= Kerry Jang =

Canadian politician

Kerry Jang (鄭文宇) is a Canadian politician and psychologist. He previously served as councillor on Vancouver, British Columbia's City Council between 2008 and 2018. From 2013, he also represented the city of Vancouver on the Greater Vancouver Regional District Board as a director.

Prior to his election as councillor, Jang served as a professor of psychiatry at the University of British Columbia, a position he returned to after leaving politics.

==Background==
Born and raised in Vancouver, Jang was the eldest of three siblings. His father, Leslie, was a Vancouver School Board (VSB) plumber for 20 years, and his mother, May, had an administrative career with the Provincial Court of British Columbia, taught Chinese cooking at the VSB's night school program, and sold cookware. Jang's paternal grandfather had three wives, of which Jang's paternal grandmother was third, and twenty-one children. Jang's grandfather made a fortune as a merchant after immigrating from China, but lost it all in the Great Depression. Jang's maternal grandfather was a pig farmer in China and became a tailor after immigrating to Canada.

==Education==
He attended Renfrew Elementary School prior to Windermere Secondary School, where he was scholastically mediocre. After graduating from high school, he worked on improving his grades at Vancouver Community College and then later transferred to Simon Fraser University where he went to complete his Bachelor's and Master's degrees in Psychology.

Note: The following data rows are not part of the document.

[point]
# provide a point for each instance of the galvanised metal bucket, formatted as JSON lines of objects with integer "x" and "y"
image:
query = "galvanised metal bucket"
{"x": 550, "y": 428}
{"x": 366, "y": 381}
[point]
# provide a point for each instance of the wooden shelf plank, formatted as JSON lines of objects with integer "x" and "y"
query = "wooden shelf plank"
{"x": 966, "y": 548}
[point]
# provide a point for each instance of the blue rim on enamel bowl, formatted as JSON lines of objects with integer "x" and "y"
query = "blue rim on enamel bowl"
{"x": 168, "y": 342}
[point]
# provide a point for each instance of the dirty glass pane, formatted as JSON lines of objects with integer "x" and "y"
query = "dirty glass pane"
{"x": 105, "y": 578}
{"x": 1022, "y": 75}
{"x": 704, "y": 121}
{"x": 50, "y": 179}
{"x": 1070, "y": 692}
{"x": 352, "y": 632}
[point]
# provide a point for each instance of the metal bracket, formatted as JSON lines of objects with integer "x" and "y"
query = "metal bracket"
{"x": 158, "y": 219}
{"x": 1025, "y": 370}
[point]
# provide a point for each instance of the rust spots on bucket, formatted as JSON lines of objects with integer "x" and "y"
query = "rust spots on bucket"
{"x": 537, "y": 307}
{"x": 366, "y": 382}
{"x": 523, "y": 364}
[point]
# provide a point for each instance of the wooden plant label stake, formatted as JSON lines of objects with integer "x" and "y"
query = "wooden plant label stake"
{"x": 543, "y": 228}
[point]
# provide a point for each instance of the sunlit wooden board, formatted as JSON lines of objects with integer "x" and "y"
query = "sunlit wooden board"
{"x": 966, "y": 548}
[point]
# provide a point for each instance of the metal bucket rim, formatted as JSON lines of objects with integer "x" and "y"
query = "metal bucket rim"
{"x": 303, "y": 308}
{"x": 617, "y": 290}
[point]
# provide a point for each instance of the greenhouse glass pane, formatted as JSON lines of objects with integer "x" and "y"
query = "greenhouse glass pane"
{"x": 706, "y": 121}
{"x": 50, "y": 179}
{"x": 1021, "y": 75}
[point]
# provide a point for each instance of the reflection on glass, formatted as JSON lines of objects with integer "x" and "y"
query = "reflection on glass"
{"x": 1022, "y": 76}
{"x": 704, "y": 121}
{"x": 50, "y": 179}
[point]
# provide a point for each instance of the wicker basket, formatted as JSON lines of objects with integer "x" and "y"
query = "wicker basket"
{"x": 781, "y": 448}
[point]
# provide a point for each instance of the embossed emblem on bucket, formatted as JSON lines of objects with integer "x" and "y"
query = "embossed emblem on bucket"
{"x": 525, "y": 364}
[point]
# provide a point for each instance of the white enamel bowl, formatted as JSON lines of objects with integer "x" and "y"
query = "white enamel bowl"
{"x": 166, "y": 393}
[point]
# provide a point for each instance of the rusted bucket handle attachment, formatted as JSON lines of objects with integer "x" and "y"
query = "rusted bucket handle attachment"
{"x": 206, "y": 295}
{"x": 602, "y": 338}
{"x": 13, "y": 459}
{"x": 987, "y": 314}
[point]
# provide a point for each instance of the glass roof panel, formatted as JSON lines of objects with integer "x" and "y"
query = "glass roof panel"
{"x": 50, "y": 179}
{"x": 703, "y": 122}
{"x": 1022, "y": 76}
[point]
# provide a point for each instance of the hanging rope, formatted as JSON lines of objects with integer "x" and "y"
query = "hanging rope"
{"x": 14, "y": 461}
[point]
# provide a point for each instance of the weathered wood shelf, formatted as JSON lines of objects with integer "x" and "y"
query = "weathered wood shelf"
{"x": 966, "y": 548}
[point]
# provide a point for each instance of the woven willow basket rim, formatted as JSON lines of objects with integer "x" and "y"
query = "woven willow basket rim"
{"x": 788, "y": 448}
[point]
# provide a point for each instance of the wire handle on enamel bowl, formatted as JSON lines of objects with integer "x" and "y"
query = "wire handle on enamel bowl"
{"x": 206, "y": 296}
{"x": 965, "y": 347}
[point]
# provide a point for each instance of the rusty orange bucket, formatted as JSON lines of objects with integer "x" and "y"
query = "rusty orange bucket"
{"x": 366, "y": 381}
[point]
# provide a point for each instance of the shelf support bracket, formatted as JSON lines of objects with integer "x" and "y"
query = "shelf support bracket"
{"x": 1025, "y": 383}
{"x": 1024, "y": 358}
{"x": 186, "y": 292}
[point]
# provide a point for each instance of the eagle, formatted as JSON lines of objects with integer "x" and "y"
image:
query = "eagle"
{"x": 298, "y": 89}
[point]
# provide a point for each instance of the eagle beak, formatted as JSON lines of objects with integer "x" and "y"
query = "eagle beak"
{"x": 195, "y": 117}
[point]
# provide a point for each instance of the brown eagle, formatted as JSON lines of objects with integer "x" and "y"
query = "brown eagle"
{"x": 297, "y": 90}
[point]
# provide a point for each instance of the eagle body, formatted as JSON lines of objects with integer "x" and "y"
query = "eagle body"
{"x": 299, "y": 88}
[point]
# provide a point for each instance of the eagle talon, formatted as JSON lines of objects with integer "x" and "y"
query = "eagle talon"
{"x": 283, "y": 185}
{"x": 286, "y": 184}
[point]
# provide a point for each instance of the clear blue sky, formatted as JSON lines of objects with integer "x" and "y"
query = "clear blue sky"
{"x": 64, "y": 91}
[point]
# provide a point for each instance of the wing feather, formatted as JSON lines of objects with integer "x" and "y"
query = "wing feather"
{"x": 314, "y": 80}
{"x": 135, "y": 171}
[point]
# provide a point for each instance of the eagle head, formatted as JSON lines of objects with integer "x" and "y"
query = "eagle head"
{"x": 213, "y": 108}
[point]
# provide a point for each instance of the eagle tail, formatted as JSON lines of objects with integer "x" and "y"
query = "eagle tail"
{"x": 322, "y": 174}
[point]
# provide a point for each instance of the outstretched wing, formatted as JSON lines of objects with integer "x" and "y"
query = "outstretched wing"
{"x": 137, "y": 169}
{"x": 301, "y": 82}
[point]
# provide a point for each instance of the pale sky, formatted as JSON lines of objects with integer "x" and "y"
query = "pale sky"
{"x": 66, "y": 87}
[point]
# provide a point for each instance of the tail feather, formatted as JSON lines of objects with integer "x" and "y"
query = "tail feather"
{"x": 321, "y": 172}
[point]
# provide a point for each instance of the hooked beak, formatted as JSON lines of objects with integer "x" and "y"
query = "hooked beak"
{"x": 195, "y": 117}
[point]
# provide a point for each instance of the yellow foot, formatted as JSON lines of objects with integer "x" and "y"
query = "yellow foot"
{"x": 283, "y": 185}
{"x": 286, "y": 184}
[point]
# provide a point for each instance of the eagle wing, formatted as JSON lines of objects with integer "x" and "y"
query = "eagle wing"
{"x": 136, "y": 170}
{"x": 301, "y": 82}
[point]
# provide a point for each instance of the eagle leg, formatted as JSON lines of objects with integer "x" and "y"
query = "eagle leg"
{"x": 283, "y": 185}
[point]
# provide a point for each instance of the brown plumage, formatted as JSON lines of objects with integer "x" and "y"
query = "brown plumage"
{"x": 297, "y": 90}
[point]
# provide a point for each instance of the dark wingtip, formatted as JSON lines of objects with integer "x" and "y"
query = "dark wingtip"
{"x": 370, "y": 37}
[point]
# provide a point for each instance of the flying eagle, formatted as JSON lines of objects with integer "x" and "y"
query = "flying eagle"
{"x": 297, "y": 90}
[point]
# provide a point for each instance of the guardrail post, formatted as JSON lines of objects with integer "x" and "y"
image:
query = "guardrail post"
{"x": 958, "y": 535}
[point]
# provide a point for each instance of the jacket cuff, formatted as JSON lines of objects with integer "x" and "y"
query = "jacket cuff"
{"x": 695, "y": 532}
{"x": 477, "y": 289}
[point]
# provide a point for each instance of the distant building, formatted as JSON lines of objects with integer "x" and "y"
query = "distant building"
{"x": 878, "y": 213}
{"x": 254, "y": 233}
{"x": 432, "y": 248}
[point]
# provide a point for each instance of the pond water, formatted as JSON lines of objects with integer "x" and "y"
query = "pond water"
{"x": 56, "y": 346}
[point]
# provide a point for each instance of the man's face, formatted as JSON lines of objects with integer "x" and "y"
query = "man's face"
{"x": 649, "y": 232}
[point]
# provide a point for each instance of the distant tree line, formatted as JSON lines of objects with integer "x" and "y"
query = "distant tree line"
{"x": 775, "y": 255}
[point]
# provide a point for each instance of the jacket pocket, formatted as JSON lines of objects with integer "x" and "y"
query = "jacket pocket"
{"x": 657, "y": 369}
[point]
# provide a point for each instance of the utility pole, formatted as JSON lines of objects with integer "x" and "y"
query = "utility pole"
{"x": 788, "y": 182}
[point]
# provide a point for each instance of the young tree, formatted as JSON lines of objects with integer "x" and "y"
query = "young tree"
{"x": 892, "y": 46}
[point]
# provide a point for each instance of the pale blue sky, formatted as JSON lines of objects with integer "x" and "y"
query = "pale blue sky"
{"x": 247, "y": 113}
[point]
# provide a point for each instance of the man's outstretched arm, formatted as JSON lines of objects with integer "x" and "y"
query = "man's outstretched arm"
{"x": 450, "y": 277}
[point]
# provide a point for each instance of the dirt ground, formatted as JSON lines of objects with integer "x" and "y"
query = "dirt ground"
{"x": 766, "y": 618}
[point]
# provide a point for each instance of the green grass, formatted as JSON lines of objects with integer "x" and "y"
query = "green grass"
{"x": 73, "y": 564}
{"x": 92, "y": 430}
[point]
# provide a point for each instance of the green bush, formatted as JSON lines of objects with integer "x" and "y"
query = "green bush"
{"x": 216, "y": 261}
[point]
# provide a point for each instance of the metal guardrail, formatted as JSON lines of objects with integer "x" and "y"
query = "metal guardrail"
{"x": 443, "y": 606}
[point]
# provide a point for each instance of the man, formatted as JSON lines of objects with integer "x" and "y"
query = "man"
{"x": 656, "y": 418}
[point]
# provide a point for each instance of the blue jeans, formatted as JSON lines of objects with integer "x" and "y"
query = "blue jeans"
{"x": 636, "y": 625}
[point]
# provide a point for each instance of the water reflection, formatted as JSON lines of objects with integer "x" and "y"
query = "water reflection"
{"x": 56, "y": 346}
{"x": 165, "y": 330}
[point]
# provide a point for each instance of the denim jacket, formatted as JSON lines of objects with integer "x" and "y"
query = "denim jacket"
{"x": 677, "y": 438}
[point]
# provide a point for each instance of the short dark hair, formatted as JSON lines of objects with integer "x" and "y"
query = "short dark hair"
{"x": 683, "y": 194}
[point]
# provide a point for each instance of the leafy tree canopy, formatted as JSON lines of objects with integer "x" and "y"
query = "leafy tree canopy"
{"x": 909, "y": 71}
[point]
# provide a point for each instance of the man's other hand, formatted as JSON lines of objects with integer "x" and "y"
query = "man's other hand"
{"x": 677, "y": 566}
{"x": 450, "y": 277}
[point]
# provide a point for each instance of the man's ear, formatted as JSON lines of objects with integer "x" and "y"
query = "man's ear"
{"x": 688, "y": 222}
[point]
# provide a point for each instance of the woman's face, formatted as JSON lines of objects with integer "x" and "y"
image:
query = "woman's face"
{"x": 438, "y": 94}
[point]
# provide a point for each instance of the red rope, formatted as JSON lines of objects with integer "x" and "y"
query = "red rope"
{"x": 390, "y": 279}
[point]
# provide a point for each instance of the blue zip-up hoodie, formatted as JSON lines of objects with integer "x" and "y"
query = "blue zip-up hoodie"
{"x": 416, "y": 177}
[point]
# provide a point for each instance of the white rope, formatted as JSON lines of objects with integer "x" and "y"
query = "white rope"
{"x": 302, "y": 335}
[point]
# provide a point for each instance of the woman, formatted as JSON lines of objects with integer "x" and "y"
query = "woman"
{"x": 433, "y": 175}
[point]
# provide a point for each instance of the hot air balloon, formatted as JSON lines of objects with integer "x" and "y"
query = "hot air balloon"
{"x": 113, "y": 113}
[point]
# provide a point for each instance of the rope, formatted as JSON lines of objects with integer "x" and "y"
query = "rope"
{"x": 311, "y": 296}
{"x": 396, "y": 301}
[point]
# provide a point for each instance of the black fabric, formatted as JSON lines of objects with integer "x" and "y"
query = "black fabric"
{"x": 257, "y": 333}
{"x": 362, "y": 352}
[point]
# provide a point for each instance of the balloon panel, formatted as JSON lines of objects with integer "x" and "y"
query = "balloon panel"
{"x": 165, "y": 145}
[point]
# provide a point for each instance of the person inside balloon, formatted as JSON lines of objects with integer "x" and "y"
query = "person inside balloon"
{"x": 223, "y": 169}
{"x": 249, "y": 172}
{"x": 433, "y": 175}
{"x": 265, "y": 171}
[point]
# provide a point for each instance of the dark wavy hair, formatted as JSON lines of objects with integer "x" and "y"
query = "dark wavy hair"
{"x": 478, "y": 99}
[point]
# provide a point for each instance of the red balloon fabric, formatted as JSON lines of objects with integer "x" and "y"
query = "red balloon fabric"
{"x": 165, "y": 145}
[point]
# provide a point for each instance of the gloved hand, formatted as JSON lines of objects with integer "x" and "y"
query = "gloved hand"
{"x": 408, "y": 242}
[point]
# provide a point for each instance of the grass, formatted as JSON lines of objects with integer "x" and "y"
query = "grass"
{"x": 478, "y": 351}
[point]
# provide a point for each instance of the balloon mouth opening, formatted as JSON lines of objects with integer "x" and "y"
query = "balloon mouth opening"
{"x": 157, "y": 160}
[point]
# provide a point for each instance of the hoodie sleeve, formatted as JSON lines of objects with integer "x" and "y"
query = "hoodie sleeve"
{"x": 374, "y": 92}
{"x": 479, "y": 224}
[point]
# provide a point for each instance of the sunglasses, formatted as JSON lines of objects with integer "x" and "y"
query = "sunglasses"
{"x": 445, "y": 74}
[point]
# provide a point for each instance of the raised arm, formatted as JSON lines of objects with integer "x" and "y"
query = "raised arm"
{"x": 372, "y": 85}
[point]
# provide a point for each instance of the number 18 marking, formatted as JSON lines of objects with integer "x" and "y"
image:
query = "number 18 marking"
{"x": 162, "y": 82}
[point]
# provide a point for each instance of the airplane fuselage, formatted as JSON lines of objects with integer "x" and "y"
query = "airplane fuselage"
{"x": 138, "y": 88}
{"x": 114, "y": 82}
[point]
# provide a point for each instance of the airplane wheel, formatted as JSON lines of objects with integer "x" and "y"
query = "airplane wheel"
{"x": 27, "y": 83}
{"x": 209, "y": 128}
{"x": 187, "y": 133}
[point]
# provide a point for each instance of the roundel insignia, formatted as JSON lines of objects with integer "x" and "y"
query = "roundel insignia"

He earned his Ph.D. in Personality Psychology at the University of Western Ontario, where he initially studied under the highly controversial Canadian psychologist J. Philippe Rushton, who was known for his research on race, intelligence and penis length. Jang has described the experience of witnessing Rushton's censure, and the impact it had on his understanding of politics:

"his theory was that Asians are the smartest people on earth. I didn’t believe it, because, mathematically, if you look at IQ scores there’s so much overlap, there’s no difference. He was wrong. He was censured by the university and I skeedaddled out of his lab within three months. What that taught me was the power of activism. People challenged him. They shut him down. I learned you can take on the big guy in a respectful way. It opened up a wide range of options."

==Politics==
In September 2006, Jang announced that he planned to seek the federal NDP nomination for the Vancouver Kingsway riding, after being called by Jack Layton, the leader of the NDP. The incumbent was David Emerson, who had crossed the aisle to the Conservative Party after the earlier election in 2006. Jang subsequently backed out of the race.

He was first elected councilor in the 2008 Vancouver municipal election under the Vision Vancouver banner, and re-elected in the 2011 and 2014 municipal elections. He was one of three elected city officials who served on Homeless Emergency Action Team, which conceived the controversial Homeless Emergency Action Team (HEAT) shelters.

In June 2014, Jang faced a court petition to remove him and fellow councilor Geoff Meggs from office for allegedly violating rules on conflict of interest in connection with the rezoning of a public housing project.

In October 2016, Jang came under fire from Chinese Canadians after participating in the raising of a People's Republic of China national flag on the grounds of the Vancouver City Hall, sporting a red scarf. The event, organized by the Canadian Alliance of Chinese Associations to mark China's National Day, is one of many flag ceremonies held at city hall. The Alliance of the Guard of Canadian Values, a group of mainland Chinese immigrants which has protested local celebrations of Communist leader Mao Zedong, started an online petition calling for Jang's resignation. "I was shocked," said Meena Wong, former mayoral candidate for COPE, "to have my city councillor in my city hall raising the flag wearing the symbol of loyalty to communism, I was dumbfounded." Jang tried to deflect criticism by suggesting that the Chinese Canadian protesters were "rooted in ignorance and racism. [...] To them it doesn't matter if it's a Communist government in China, they're just anti-Chinese."

Jang announced in January 2018 he would not run in the municipal election to be held in November that year.

==Family==
Jang and his wife Vicki reside in the Renfrew-Collingwood area in East Vancouver. They have two children.